クラウドファンディングのIndiegogoで今年4月にスタートしたe-bikeプロジェクト、The Babymaker。e-bikeに付きものの「巨大なバッテリー」が見えない「セクシーなアーバン・トランスポート」として話題になり、2020年にローンチしたIndiegogo案件では最高額の400万ドル以上の資金を集めることに成功しています(プロジェクトは現在も継続中)。
しかしこのバイク、北米やオーストラリアを除く地域への発送が遅れているだけでなく、メーカーからの情報アップデートも途絶えがちで、クラウドファンディング・プラットフォームにおける新たな「事故案件」に終わるのではないかという危惧が持ち上がっています。
参考 The Babymaker – Stealth Road eBike With Belt Drive | Indiegogo
参考 Meet the Babymaker, the terrible e-bike that just raised 4.7 million dollars
The Babymakerのスペック
このBabymakerは$1,049の「スタンダード版」と$1,337の「プロ版」があります。フレームのジオメトリは両者ほぼ共通でアルミ製、しかしIndiegogoに掲載されているジオメトリデータは十分ではないどころか、チェーンステー長をボトムブラケットとして表記し続けているところなど、コアなサイクリストからすると不安な点がいくつかあります(サイズは2つのみ)。
350Wのハブモーター搭載のe-bikeで、ブレーキはスタンダード版(ブルホーンのみ)がTektroのキャリパーブレーキ、プロ版はブルホーンまたはドロップハンドルが選択可能で、ブルホーンならMaguraの油圧ディスクブレーキMT30、ドロップバーならTRP HY/RD。スタンダードはチェーンドライブ、プロがCarbon Gatesベルトドライブという構成。シングルスピードのe-bikeです。
重量は14.5kg。PROの1,337ドル(約14万弱)という価格は、もしこれが高い耐久性と本当に快適で楽しいライドを保証するスポーツタイプのe-bikeであるなら、なかなか魅力的に映ります。
欧米とオーストラリア以外の国に配送されていない
しかしこのBabymaker、商品が配送されない・連絡しても返事がもらえない、というクレームが増えています。Indiegogoのコメント欄を読むと、ヨーロッパ・アメリカ・オーストラリアの一部のバッカーはバイクを受け取れているものの、「その他の国」では受け取れている人が非常に少なく、メーカーのFLX Bikeは最新のアップデートで「その他の国」への配送は2021年の第2四半期になる、と記しています。
以下は寄せられているコメントの一部。
- 「その他の国」への配送が2021年Q2だって? 少なくとも1年は待つなんて思ってもいなかった。
- サポートにメールで質問を送ったけれど返事がない。

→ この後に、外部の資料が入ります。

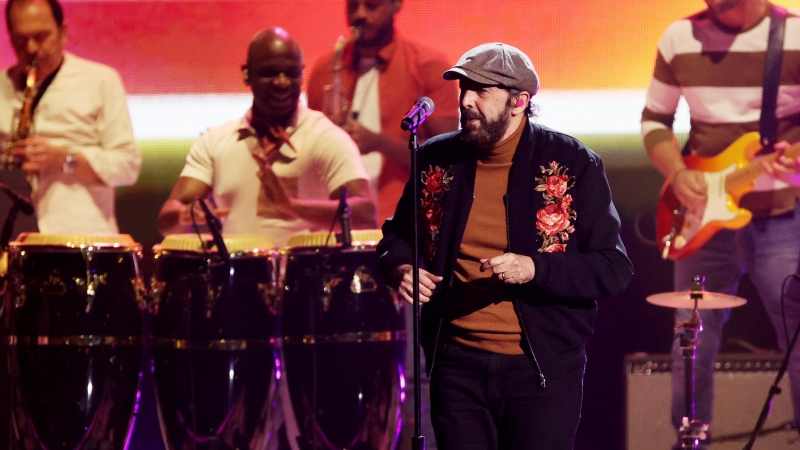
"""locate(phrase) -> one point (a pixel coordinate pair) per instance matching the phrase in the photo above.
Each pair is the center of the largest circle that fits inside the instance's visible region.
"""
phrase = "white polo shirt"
(326, 158)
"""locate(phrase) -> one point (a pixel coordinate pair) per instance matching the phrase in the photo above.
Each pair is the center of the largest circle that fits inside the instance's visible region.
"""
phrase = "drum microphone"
(215, 227)
(423, 107)
(344, 217)
(24, 203)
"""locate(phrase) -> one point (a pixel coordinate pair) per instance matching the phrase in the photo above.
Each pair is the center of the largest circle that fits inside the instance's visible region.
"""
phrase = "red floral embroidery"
(554, 221)
(436, 181)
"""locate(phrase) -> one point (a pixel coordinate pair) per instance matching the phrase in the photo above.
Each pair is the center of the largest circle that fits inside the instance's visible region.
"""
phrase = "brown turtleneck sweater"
(481, 313)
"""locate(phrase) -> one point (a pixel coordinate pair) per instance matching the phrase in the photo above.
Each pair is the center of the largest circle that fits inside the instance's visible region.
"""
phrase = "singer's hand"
(402, 279)
(185, 214)
(510, 268)
(38, 154)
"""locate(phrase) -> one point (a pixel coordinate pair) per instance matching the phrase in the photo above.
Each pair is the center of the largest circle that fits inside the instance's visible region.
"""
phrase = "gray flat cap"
(496, 63)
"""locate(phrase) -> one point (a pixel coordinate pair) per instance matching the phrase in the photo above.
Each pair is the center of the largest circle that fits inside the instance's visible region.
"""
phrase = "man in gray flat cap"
(519, 238)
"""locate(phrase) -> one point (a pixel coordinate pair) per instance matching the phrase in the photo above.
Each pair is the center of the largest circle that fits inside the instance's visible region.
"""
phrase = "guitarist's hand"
(690, 187)
(783, 168)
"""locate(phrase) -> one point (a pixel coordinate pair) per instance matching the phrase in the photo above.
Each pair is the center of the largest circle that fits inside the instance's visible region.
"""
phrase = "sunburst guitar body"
(681, 231)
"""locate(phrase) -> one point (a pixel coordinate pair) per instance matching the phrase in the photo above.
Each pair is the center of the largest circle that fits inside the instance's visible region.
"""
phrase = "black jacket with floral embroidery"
(558, 211)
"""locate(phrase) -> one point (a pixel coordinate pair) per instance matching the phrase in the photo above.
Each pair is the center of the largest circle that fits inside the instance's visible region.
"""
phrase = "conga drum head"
(213, 331)
(342, 335)
(75, 310)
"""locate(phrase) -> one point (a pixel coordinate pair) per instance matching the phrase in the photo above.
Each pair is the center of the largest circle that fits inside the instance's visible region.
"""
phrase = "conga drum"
(213, 328)
(342, 337)
(75, 307)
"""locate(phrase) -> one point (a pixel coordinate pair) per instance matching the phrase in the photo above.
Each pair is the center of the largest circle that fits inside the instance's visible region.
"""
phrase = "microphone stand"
(773, 390)
(418, 441)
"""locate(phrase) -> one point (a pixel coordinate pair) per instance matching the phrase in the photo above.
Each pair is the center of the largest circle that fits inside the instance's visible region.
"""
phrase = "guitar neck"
(755, 168)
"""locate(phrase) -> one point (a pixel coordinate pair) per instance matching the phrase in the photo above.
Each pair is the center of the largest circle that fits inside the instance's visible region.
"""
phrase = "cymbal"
(709, 300)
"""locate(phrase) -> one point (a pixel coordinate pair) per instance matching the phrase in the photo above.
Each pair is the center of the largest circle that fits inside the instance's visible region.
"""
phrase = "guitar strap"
(768, 124)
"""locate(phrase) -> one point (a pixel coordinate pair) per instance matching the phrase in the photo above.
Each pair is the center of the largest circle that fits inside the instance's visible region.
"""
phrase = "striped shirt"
(719, 72)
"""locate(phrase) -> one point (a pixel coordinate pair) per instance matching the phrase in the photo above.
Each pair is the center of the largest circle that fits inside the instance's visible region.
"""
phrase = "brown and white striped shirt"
(719, 72)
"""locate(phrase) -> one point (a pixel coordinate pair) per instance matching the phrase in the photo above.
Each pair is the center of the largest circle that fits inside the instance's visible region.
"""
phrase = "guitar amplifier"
(742, 385)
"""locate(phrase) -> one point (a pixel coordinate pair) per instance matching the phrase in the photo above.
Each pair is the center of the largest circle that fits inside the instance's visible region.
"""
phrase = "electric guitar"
(681, 231)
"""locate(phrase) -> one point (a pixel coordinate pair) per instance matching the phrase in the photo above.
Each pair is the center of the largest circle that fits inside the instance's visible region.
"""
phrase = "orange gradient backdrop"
(197, 46)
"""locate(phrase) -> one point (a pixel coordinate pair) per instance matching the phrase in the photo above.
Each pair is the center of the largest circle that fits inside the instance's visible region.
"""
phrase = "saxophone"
(335, 104)
(23, 120)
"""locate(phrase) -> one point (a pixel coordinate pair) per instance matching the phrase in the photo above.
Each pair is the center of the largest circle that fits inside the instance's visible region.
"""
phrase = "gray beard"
(489, 133)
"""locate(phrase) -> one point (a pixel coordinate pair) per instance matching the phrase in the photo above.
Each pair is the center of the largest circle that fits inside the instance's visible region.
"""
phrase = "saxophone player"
(80, 145)
(382, 74)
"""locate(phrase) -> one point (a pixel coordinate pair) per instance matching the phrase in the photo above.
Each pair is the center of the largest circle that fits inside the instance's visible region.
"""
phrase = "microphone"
(24, 203)
(344, 218)
(423, 107)
(215, 227)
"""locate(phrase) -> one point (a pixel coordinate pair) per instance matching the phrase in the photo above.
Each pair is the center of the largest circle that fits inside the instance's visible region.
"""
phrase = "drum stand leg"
(692, 430)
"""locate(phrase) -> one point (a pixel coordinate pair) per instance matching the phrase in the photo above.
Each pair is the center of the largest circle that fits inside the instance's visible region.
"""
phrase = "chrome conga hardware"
(342, 337)
(75, 344)
(213, 356)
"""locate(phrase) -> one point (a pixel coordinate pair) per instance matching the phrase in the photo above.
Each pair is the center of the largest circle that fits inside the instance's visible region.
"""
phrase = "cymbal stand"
(691, 430)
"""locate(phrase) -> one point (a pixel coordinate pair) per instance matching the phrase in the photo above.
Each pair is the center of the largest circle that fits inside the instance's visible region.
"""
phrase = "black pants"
(487, 401)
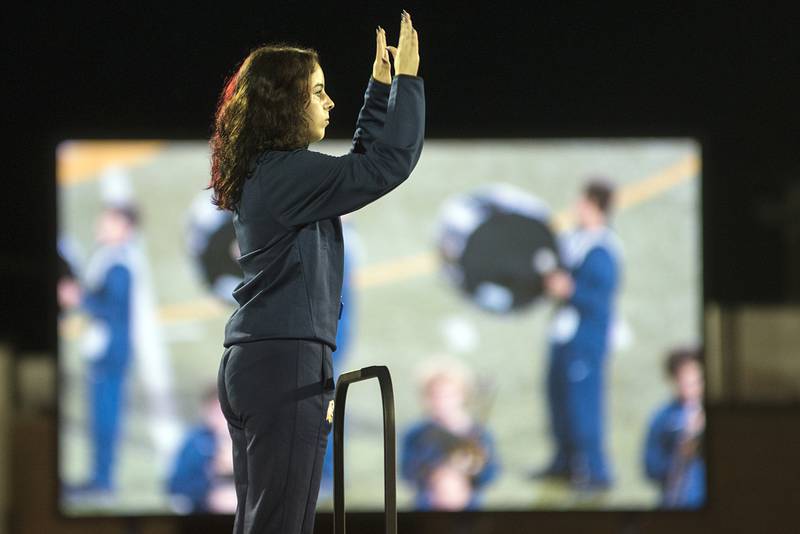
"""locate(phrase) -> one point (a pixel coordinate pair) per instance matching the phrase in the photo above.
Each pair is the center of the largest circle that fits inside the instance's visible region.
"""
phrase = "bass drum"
(496, 244)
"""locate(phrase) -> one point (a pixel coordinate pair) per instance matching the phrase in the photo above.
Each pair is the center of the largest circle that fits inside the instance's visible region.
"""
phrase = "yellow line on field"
(399, 269)
(629, 196)
(641, 191)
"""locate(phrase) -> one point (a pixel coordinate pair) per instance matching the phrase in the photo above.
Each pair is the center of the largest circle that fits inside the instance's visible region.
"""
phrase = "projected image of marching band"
(537, 302)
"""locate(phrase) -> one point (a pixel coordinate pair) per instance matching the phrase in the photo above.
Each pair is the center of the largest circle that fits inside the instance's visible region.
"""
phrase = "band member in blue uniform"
(275, 378)
(673, 450)
(579, 343)
(448, 457)
(107, 299)
(201, 478)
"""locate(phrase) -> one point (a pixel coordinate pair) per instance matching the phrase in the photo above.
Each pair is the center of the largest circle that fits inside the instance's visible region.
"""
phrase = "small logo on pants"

祝日明けには(クレジットカード会社に)チャージバックを依頼するつもりだ
- 配送のための運送会社を全く確保していないように見える
- この自転車をまだ配送できていないのに、また新しい自転車の早期割引案内メールが来た!
- このプロジェクト全体が冗談で詐欺だ
- この人達と関わってしまったことを本気で後悔している。彼らは私の問い合わせに返事もくれないし、自転車も受け取れていない。…受け取りが1年後と分かっていたら私達はこのバイクを買っていただろうか?
- 「その他の国」への遅配がすごい。払い戻しはしてくれるんですか?
- このサイトにテスラを注文したことのある人がいないといいな。何年も待って配送延期が繰り返されると誰でも頭はおかしくなるよ
- (上の人に)テスラを注文するときは全額前払いはしないだろう?
FLX BikeにとってIndiegogoでのクラファン案件はこれが初めてではなく、過去には全ての商品を配送しているという記述もありますが、
我々がその気になればバイクの受け渡しは10年20年後ということも可能だろう・・・ということ・・・・!
というカイジ的な暗雲が立ち込めているようにも見えます。コロナ第三波の影響で貨物船の入港が制限されていることも原因ではないかという見方もありますが、数億円も出資金を集めたプロジェクトとしてはマネジメントがあまりにずさんではないか、という指摘が目立ちます。
FLX Bike/The Babymakerプロジェクトを「詐欺」と断定することは誰にもできませんが、大規模案件でこうした(もしかしたら意図的に配送遅延を織り込み済みの)トラブルが連発する場合、IndiegogoやKickstarterではいずれクレジットカード決済ができなくなるんじゃないか、という気がしないでもありません。
クラウドファンディングは出資される側も出資する側にもリスクがあります。しかしこのリスクを悪用するタイプの、文字通りの「自転車操業」タイプのプロジェクトがこれから出てこないか少し心配ではあります(The Babymakerがそういうプロジェクトであるとは言っていません)。